Vhat ze fuck?
In Beyond the Pleasure Principle, one of Sigmund Freud's most controversial texts, the renowned cigar smoker postulated that people have a tendency to seek pleasure and avoid pain. A pretty straightforward conclusion if you've ever spent time at a county fair. However, he went on to argue that there also exists a "death wish" or "death drive" that can lead to dangerous or self-destructive behavior. In the ninety years since it's publication, the existence of the Freudian "death wish" has been hotly debated amongst his disciples and the profession as a whole.
Freud based much of his research on World War I veterans, and their self-destructive reactions to the trauma they'd endured. Now, we don't know the perfect modern day recreation of the horrific battlefield conditions seen at Verdun or the Somme, but the Gathering of the Juggalos has got to be close. Imagine the Lilith Fair except full of angry, disenfranchised white trash abortions. This annual get together of Darwin's footnotes is hosted by the rap duo Insane Clown Posse although when two guys started qualifying as a posse is anyone's guess. We'll let the group's lyrics speak for themselves:
I'd grab your titties and stretch em down past your waist
Let em go, and watch em both spring up in your face
I'd sing love songs to you, the best I can
Get you naked, and hit it like a CAVEMAN!!!

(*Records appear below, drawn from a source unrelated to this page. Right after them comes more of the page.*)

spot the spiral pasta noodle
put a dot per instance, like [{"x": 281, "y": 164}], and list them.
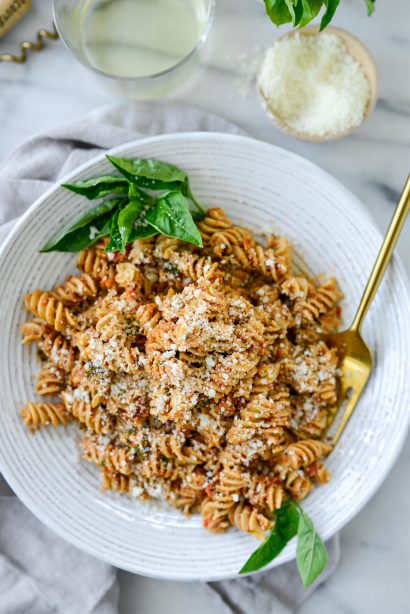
[{"x": 197, "y": 376}]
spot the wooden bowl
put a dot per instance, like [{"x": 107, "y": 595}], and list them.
[{"x": 359, "y": 52}]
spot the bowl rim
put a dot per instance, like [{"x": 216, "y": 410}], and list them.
[
  {"x": 145, "y": 78},
  {"x": 357, "y": 505}
]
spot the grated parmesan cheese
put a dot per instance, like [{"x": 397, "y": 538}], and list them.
[{"x": 313, "y": 85}]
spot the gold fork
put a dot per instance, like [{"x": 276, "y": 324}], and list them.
[{"x": 356, "y": 361}]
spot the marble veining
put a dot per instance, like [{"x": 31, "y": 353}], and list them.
[{"x": 373, "y": 163}]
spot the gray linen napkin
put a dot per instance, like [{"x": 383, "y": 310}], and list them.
[{"x": 39, "y": 572}]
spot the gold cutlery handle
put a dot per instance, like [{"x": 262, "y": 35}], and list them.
[{"x": 384, "y": 256}]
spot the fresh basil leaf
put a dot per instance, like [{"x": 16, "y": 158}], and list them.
[
  {"x": 278, "y": 12},
  {"x": 115, "y": 242},
  {"x": 172, "y": 217},
  {"x": 132, "y": 223},
  {"x": 97, "y": 187},
  {"x": 74, "y": 238},
  {"x": 150, "y": 174},
  {"x": 310, "y": 8},
  {"x": 286, "y": 527},
  {"x": 331, "y": 6},
  {"x": 82, "y": 237},
  {"x": 187, "y": 192},
  {"x": 311, "y": 554},
  {"x": 291, "y": 8}
]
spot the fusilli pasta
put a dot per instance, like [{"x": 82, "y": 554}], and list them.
[{"x": 198, "y": 376}]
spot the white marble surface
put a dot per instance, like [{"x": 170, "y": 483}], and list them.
[{"x": 51, "y": 89}]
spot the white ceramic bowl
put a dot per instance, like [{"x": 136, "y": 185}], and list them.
[{"x": 256, "y": 183}]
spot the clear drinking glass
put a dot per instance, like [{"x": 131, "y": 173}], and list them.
[{"x": 139, "y": 49}]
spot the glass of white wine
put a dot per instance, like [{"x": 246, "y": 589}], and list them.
[{"x": 140, "y": 49}]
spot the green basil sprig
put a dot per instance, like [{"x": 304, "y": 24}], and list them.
[
  {"x": 301, "y": 12},
  {"x": 150, "y": 197},
  {"x": 97, "y": 187},
  {"x": 311, "y": 554},
  {"x": 91, "y": 226},
  {"x": 171, "y": 217}
]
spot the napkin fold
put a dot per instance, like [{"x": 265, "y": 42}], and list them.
[{"x": 39, "y": 572}]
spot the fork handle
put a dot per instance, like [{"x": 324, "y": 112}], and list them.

Apart from reinforcing the stereotype that white boys have no flow, we are shocked to learn that ICP's fans are largely men and that the Gathering of the Juggalos is also known as the Grinding of the JimmyDean. Apparently misogynistic lyrics, wearing clown makeup and throwing rocks at each other doesn't attract the ladies the way it used to. Seriously, can we suggest a World of Warcraft account, a six of Mike's Hard Lemonade and a Pauly Shore t-shirt as a step in the right direction?

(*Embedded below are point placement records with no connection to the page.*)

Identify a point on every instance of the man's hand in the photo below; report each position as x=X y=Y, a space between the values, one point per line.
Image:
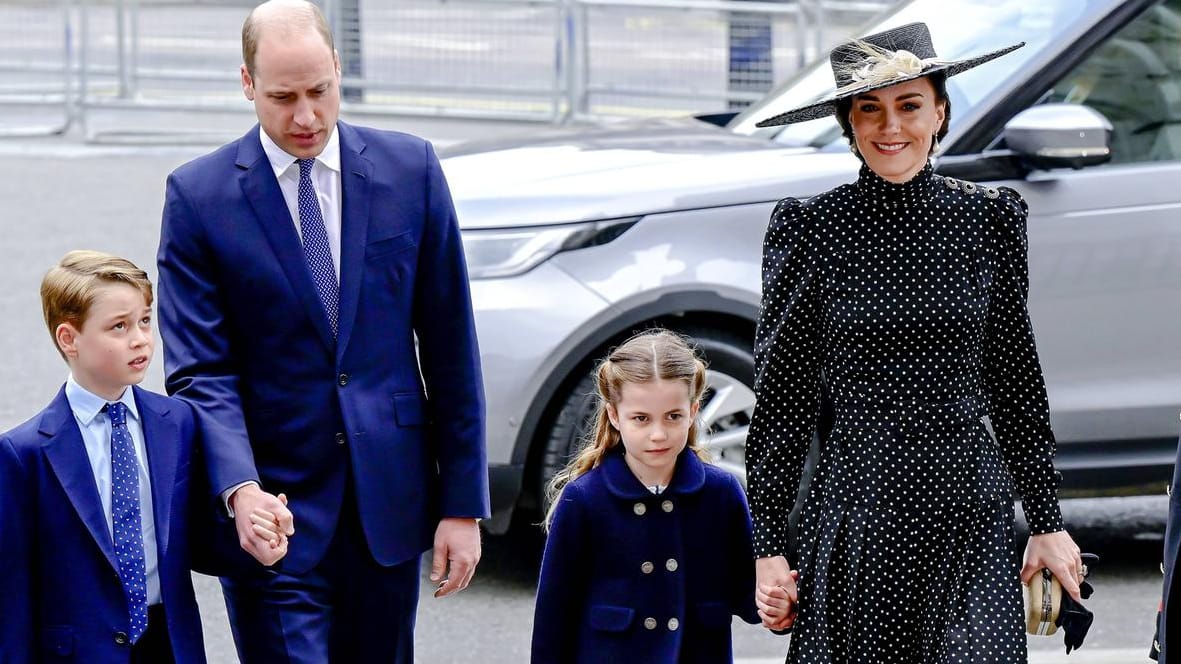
x=456 y=554
x=775 y=592
x=263 y=523
x=1058 y=553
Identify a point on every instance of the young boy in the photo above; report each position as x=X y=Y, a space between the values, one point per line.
x=95 y=489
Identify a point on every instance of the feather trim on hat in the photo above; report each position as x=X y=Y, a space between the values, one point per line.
x=881 y=66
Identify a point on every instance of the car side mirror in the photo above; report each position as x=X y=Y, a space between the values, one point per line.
x=1059 y=136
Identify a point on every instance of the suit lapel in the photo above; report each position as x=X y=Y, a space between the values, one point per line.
x=356 y=174
x=66 y=455
x=261 y=189
x=161 y=436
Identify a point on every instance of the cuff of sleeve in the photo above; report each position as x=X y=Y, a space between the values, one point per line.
x=229 y=492
x=1043 y=513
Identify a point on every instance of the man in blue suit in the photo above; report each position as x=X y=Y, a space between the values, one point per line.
x=95 y=489
x=315 y=311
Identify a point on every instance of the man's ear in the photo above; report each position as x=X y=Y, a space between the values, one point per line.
x=66 y=336
x=247 y=83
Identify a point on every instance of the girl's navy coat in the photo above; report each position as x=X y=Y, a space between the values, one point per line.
x=633 y=577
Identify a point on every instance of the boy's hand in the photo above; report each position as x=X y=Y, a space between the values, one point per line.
x=253 y=508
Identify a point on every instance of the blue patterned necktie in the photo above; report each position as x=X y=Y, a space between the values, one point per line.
x=126 y=525
x=315 y=242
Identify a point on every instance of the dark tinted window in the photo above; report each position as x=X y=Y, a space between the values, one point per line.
x=1135 y=80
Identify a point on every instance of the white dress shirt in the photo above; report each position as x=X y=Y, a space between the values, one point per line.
x=96 y=436
x=326 y=181
x=325 y=178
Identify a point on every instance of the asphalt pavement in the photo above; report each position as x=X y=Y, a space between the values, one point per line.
x=62 y=194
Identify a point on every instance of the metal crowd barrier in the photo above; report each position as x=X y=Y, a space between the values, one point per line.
x=547 y=60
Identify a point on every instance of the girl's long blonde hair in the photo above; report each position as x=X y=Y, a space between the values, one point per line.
x=654 y=355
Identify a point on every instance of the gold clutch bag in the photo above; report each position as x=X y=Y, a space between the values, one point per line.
x=1043 y=601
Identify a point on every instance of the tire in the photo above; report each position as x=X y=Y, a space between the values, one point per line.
x=725 y=411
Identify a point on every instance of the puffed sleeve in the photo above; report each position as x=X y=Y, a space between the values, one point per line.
x=561 y=588
x=1017 y=399
x=787 y=375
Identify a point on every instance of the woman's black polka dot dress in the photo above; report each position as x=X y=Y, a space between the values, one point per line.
x=907 y=301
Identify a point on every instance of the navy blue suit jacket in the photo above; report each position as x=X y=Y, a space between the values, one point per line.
x=278 y=398
x=633 y=577
x=60 y=599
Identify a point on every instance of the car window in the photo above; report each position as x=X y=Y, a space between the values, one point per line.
x=1134 y=79
x=959 y=28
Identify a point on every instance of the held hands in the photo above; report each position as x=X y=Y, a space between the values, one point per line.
x=263 y=523
x=1058 y=553
x=456 y=554
x=775 y=592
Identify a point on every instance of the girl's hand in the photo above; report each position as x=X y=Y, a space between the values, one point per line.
x=775 y=592
x=1058 y=553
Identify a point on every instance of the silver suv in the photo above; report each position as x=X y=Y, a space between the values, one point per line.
x=578 y=239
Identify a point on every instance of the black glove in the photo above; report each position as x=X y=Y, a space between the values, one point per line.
x=1074 y=618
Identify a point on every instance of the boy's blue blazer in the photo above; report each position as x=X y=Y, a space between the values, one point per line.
x=60 y=598
x=633 y=577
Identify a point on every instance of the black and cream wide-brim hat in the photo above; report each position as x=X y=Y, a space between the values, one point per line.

Enter the Juggalettes' Revenge (not making that up). A Ladies Night event intended to give ICP's legions of female fans an equal chance to feel empowered...or something. An idea so shockingly bad that even Lil Kim backed out. But apparently it didn't seem like a bad an idea to Tila Tequila. No, she signed right up saying, "'Hell yeah! I'm down with the Juggalos!" Now the simple answer is that Ms. Tequila thought that as the 4'11" daughter of Vietnamese immigrants who through constant nudity and indecipherable sexual orientation had risen to quasi-reality TV celebrity status, she would no doubt be embraced by a group that shelve their copies of Mein Kampf next to the Bible. And that the imminent release of her oft delayed debut album needed the synergy of an open air Planned Parenthood rally to give it some street cred.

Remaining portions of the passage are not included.